A plausible explanation for the increase in predation rates, the 2017 report notes, "could simply be due to the time of year where more predators are spending more time hunting for trout because of the reproductive life cycles."

In other words: "There's hungry mouths at home that need to be fed."

But to reach that conclusion, the report said more study is needed on predation rates in other parts of the state.

The first year's results "answered many key questions on why the Flat Brook "catch and release" area is not holding trout to expected levels," Shramko wrote, "but it also unearthed, as studies often due, more questions about movement and predation rates in the Flat Brook system."

I enjoyed reading the article and think the research is worthwhile, however, I have some reservations about its purpose. Results seem to indicate there is quite a bit of natural predation. So, how will these results affect the Division's future decisions?

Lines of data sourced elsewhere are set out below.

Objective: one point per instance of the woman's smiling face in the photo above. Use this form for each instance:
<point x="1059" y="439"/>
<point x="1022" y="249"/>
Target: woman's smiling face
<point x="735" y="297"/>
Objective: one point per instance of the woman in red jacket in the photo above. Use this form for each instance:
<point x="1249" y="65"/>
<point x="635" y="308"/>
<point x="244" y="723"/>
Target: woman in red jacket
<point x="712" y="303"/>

"More study is needed" & "expected levels" is administrative jargon to justify a need to continue to find justification to continue the survey and to continue to certify someone's "expectations" that the Flatbrook can sustain more trout stocking. Finding scientific data to support expectations is hardly a scientific approach. It seems there is a pre-conceived notion that the "Brook" can and will (and must) hold an increased trout population if more fish are stocked; and the Division will go to any length to prove its point.

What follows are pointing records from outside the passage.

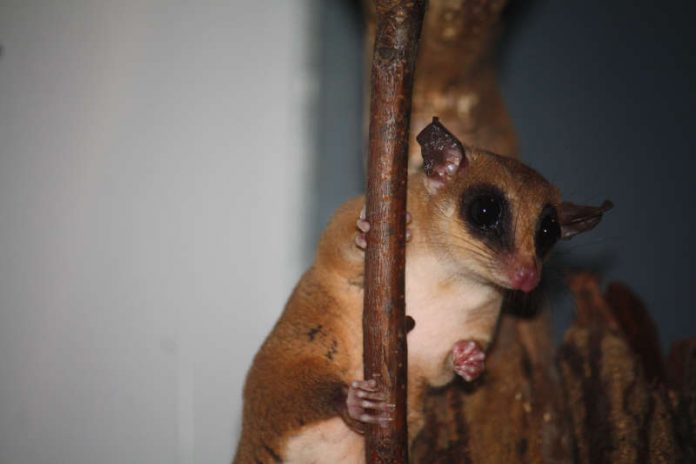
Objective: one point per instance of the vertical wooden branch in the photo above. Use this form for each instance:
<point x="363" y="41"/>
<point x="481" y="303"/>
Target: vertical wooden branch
<point x="384" y="326"/>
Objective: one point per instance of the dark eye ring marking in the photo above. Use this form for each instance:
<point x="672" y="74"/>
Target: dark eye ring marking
<point x="486" y="213"/>
<point x="548" y="231"/>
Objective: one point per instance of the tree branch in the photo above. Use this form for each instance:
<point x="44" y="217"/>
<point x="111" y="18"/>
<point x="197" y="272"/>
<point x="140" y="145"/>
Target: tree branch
<point x="384" y="326"/>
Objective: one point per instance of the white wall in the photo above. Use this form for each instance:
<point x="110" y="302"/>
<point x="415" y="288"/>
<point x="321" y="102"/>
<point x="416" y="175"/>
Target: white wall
<point x="152" y="162"/>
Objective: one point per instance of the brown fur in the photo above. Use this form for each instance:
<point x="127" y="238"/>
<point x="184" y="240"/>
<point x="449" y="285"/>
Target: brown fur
<point x="300" y="375"/>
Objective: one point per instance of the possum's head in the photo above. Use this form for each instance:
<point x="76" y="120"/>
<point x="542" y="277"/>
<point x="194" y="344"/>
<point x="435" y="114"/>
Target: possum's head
<point x="494" y="217"/>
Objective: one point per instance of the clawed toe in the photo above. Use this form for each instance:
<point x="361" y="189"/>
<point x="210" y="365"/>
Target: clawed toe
<point x="366" y="403"/>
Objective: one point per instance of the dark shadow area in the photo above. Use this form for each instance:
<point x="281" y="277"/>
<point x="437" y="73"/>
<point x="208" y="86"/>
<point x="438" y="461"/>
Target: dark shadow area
<point x="339" y="172"/>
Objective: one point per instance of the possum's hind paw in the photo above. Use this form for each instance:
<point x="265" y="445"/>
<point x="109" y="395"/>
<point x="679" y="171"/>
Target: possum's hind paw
<point x="468" y="359"/>
<point x="363" y="226"/>
<point x="366" y="403"/>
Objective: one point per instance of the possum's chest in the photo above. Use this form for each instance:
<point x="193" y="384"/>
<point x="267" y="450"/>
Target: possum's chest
<point x="445" y="311"/>
<point x="330" y="442"/>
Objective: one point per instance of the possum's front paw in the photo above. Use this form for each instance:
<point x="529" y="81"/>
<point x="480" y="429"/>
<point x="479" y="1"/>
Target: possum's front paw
<point x="364" y="227"/>
<point x="367" y="403"/>
<point x="468" y="359"/>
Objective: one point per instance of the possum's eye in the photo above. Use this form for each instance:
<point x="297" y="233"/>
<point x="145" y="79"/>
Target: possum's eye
<point x="486" y="214"/>
<point x="548" y="231"/>
<point x="485" y="211"/>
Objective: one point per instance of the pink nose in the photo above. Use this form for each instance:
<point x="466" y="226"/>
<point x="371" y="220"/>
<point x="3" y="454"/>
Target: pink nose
<point x="524" y="278"/>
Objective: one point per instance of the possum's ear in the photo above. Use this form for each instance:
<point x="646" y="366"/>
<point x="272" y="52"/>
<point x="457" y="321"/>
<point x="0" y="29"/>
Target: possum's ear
<point x="575" y="219"/>
<point x="443" y="154"/>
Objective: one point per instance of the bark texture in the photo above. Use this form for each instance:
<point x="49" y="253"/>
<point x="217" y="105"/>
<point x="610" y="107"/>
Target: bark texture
<point x="398" y="26"/>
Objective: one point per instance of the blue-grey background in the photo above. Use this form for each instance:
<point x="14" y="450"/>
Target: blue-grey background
<point x="603" y="95"/>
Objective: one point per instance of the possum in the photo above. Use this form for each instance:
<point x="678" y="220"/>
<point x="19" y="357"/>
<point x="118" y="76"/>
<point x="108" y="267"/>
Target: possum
<point x="479" y="225"/>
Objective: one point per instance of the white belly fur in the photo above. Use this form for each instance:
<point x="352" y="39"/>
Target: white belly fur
<point x="445" y="311"/>
<point x="444" y="314"/>
<point x="326" y="442"/>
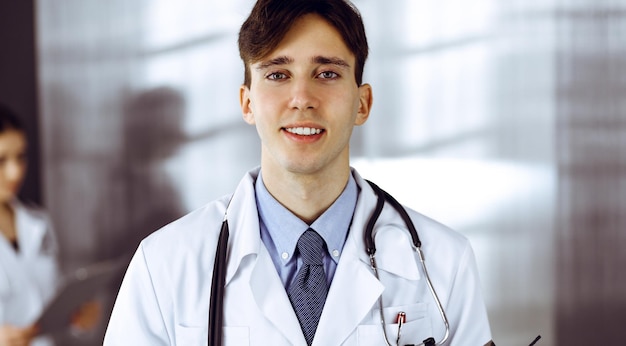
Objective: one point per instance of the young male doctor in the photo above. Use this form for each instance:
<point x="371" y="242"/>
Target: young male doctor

I just think the council members need to re-evaluate the goals of the trout stocking program. They just should not cater to every special interest group that has economic and political support. Everyone pays the same license fees, yet those with political clout and the most vociferous voices get their way. If the state stocks more trout in the C&R stretches then someone, somewhere else is going to be receiving fewer trout. If the C&R stretches can not support a sizeable population of trout unless more and more fish are stocked, then what is the sense of having those designated areas just for the pleasure of a few special interest groups? New Jersey is not Wyoming. The Flatbrook and South Branch are not the Bighorn or Yellowstone.

How far we've come politically.........! We now refer to certain areas as Catch and Release. What ever happened to "No Kill"?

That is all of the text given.